Lima. Laut der Organisation für wirtschaftliche Zusammenarbeit und Entwicklung (OECD) ist die Armut in Peru von 2019 bis 2023 in städtischen Gebieten um zehn Prozent gestiegen. Über 60 Prozent der Bevölkerung im ganzen Land lebt in Haushalten, die ausschließlich von Einkommen der informellen Arbeit leben.

Als Ursache für den Anstieg von Armut und informeller Arbeit sieht der Bericht die wirtschaftliche Rezession im Vorjahr und die Folgen der Covid-Pandemie. Zwischen 2004 und 2019 war die Armut durch die wirtschaftliche Entwicklung des südamerikanischen Landes auf 20 Prozent gesunken, ist aber jetzt wieder auf 59 Prozent angestiegen.
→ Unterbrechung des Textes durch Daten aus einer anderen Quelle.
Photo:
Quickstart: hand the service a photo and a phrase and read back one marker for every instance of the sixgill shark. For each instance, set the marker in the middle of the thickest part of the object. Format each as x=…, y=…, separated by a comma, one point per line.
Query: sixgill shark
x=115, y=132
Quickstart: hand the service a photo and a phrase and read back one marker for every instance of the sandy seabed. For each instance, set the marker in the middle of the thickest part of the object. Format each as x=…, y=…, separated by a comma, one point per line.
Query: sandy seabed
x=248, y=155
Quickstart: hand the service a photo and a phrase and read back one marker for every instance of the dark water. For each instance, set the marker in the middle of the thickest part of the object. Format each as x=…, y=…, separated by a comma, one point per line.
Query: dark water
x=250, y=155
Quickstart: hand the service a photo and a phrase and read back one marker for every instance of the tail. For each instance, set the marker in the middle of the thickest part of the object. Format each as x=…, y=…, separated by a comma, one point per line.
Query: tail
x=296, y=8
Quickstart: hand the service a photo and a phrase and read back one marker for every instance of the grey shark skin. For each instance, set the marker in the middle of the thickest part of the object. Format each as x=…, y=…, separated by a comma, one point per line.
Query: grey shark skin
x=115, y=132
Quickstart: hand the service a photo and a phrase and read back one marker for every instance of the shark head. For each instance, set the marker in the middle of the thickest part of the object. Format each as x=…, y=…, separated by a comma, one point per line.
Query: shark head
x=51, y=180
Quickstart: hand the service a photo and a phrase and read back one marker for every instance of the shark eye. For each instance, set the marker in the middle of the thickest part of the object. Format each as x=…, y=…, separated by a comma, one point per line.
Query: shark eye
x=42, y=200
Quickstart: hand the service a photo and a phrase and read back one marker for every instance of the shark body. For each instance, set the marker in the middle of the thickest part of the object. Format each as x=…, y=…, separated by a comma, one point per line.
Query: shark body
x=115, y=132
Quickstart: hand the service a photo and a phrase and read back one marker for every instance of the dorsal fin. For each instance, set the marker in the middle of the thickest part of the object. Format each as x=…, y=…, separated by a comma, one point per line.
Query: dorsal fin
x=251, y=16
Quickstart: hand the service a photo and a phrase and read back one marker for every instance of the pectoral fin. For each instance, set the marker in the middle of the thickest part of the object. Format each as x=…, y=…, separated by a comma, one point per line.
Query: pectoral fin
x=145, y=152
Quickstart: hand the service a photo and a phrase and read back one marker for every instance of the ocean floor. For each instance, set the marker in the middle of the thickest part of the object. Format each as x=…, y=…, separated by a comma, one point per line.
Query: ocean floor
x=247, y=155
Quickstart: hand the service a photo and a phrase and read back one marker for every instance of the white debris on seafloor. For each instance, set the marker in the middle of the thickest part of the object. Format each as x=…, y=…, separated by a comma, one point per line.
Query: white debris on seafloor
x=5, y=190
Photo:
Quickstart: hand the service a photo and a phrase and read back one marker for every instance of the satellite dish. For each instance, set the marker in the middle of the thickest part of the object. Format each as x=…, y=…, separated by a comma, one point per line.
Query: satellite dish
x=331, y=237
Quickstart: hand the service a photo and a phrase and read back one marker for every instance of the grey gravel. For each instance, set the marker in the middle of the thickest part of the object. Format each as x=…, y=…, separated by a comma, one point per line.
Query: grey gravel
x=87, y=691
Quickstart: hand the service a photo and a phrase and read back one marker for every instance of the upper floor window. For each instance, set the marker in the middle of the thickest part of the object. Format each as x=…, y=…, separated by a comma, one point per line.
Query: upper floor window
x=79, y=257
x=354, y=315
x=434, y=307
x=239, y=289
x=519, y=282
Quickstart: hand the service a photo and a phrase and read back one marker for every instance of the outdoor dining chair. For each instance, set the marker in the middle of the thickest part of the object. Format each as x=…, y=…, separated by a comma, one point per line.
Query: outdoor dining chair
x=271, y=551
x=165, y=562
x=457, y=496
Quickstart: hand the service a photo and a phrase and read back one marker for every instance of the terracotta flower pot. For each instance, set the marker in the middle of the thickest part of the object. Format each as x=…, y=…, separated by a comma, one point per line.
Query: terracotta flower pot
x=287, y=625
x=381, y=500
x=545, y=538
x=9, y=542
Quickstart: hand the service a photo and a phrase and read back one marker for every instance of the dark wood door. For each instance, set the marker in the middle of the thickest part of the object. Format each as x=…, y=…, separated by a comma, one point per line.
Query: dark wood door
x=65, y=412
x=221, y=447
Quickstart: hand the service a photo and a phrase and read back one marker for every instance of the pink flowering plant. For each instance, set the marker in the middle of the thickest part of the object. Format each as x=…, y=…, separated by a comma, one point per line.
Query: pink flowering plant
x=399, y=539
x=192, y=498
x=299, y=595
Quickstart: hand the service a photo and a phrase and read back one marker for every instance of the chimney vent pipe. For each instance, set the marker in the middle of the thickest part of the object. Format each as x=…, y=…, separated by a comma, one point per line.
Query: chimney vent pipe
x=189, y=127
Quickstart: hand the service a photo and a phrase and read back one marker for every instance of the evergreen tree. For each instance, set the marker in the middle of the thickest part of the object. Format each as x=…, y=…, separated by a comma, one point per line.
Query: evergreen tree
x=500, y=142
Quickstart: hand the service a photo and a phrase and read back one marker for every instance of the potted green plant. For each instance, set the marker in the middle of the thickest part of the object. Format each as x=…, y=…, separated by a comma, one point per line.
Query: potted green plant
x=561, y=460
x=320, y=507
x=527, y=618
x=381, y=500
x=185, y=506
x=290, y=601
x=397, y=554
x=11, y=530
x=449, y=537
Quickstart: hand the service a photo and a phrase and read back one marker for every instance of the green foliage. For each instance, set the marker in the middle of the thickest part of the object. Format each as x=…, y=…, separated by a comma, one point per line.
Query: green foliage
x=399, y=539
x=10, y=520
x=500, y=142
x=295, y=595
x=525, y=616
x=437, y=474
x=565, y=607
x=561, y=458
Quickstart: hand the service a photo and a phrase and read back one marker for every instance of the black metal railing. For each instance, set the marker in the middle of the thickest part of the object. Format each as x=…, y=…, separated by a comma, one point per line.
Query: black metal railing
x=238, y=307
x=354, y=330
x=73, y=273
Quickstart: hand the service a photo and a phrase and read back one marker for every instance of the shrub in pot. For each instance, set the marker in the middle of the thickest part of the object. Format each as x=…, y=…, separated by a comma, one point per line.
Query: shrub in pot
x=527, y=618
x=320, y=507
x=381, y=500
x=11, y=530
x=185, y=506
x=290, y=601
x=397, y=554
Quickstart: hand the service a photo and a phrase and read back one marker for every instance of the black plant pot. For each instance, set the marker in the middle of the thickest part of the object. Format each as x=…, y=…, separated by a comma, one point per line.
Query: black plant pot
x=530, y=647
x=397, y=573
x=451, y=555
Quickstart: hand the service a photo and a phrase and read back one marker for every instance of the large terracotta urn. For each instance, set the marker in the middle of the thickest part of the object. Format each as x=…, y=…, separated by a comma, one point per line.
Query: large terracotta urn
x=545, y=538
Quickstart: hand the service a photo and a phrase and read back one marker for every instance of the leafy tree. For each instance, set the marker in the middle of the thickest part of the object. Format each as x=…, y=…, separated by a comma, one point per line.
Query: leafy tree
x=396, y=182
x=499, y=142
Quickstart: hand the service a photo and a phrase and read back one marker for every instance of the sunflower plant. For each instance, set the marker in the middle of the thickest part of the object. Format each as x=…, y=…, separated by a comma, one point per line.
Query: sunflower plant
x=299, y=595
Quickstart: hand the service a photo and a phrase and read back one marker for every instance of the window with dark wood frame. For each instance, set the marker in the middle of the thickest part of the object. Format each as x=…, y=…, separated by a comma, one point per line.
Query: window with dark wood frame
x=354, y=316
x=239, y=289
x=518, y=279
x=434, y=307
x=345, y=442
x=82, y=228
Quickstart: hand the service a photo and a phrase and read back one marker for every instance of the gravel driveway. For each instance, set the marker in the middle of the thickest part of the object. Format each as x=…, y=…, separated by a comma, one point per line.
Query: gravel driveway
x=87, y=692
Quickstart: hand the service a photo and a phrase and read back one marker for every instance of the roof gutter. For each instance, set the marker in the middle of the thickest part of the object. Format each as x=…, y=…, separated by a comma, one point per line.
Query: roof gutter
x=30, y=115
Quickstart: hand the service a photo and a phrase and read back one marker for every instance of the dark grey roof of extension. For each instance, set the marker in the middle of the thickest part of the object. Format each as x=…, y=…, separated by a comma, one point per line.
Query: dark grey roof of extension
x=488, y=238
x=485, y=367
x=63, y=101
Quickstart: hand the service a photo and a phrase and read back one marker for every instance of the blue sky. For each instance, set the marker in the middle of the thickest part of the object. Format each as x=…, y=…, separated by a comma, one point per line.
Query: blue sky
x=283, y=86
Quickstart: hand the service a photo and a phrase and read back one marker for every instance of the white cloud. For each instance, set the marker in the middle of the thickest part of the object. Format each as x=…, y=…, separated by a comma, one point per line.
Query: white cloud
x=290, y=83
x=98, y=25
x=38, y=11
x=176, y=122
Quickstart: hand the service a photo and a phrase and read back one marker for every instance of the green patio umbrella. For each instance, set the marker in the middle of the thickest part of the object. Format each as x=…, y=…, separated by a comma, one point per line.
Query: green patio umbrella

Der Anteil der informell Beschäftigten liegt in Peru deutlich über dem Durchschnitt in Lateinamerika und der Karibik, wo 42,5 Prozent der Bevölkerung im informellen Sektor arbeiten.

Weitere 26,5 Prozent der Peruaner leben in Haushalten, in denen das Familieneinkommen gemischt durch formelle und informelle Arbeit bestritten wird. Nur 12,5 Prozent der Haushalte leben ausschließlich von formeller Arbeit. Damit ist Peru an vierter Stelle beim Anteil informeller Arbeit in Lateinamerika und liegt rund 20 Prozent über dem regionalen Durchschnitt. Höher ist der Anteil nur in Nicaragua, Bolivien und Honduras. Andere Statistiken für das Jahr 2023 sehen das Land sogar an dritter Stelle hinter Bolivien und Guatemala.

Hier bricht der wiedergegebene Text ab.